IPS-Inter Press Service Deutschland gGmbH
IPS-Tagesdienst vom 1. August 2012

Indien: Erleichterte Geschäfte mit Pakistan bringen Händler in Kaschmir in Bedrängnis

von Athar Parvaiz


Ein Händler in Kaschmir, der Safran und Mandeln verkauft - Bild: © Athar Parvaiz/IPS

Ein Händler in Kaschmir, der Safran und Mandeln verkauft
Bild: © Athar Parvaiz/IPS

Srinagar, Indien, 1. August (IPS) - Als Teil vertrauensbildender Maßnahmen und als Versuch, die bilateralen Spannungen abzubauen, haben Indien und Pakistan kürzlich vereinbart, die von zwei Staaten beanspruchte Region Kaschmir zu einer Brücke für die Wirtschaft zu machen. Tauschhändler, die seit langer Zeit ihre Waren entlang der Kontrolllinie zwischen dem indischen und dem pakistanischen Teil Kaschmirs absetzen, fürchten jedoch, dass die politischen Entspannungsversuche sie ruinieren könnten.

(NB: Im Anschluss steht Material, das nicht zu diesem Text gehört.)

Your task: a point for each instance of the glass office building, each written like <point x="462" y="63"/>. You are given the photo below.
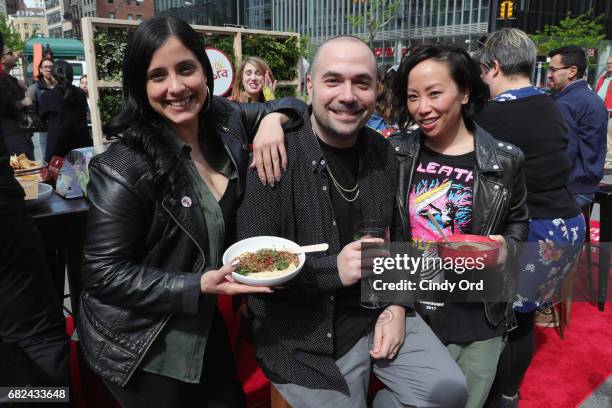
<point x="416" y="21"/>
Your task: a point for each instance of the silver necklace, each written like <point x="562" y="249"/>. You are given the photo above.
<point x="337" y="185"/>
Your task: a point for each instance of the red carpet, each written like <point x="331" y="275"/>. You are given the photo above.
<point x="565" y="372"/>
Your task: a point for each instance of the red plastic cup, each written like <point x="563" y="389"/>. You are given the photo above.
<point x="469" y="246"/>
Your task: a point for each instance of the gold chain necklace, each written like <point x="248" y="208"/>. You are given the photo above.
<point x="337" y="185"/>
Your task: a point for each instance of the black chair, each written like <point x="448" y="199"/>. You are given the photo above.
<point x="604" y="198"/>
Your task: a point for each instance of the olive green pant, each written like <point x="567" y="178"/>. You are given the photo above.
<point x="478" y="361"/>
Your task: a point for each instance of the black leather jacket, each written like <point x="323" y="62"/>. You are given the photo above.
<point x="144" y="256"/>
<point x="499" y="206"/>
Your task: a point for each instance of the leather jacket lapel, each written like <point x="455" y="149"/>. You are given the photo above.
<point x="185" y="212"/>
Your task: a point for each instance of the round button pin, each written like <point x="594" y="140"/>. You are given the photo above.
<point x="186" y="201"/>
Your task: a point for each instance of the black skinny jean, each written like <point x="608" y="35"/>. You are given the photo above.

Die Straße zwischen Srinagar und Muzaffarabad war im April 2005 nach der Aufnahme eines Dialogs beider Länder wiedereröffnet worden, um den durch die Teilungslinie getrennten Familien gegenseitige Besuche zu ermöglichen. Ende 2001 standen die Atommächte Indien und Pakistan nach einem blutigen Anschlag auf das indische Parlament, an dem Neu-Delhi dem Nachbarn die Schuld gab, am Rande eines Kriegs.

Trotz der Straßenverbindung klagen Händler in der Region nach wie vor darüber, dass ihnen keine ausreichende Infrastruktur zur Verfügung steht. Durch diesen Mangel müssten sie hohe Verluste in Kauf nehmen, kritisieren sie.

Beide Staaten haben gegeneinander bereits drei große Kriege um Kaschmir geführt. Bei den seit 1989 andauernden Kämpfen zwischen verfeindeten Rebellengruppen im indischen Teil Kaschmirs sind nach offiziellen Schätzungen bislang etwa 47.000 Menschen getötet worden. Die Unruhen verschärften die Feindseligkeiten zwischen den Ländern weiter. In den vergangenen Jahren, insbesondere seit den Anschlägen in den USA am 11. September 2001, haben sich die Beziehungen jedoch allmählich verändert.


Erwartungen der Händler enttäuscht

Im Oktober 2008 eingeführte vertrauensbildende Maßnahmen ermöglichten eine Wiederaufnahme des seit mehr als 60 Jahren unterbrochenen Handels zwischen beiden Teilen Kaschmirs. Reis, Mais, Obst, Gemüse, Heilkräuter, Holzmöbel, Kunsthandwerk und Kissen können über die Teilungslinie hinaus gegen andere Waren getauscht werden. Ende 2011 belief sich dieser Handel auf ein Volumen etwa 37 Millionen US-Dollar.

Die Händler beschweren sich allerdings darüber, dass sie bisher noch nicht viel von den Erleichterungen haben. "Als der Handel zwischen beiden Seiten verkündet wurde, verglichen viele dies mit dem Fall der Berliner Mauer", meint Rashid Wani, der Kunsthandwerksgegenstände aus Holz gegen Matratzen und Kissen tauscht. "Nach der Aufregung in den Medien ist aber nichts mehr passiert."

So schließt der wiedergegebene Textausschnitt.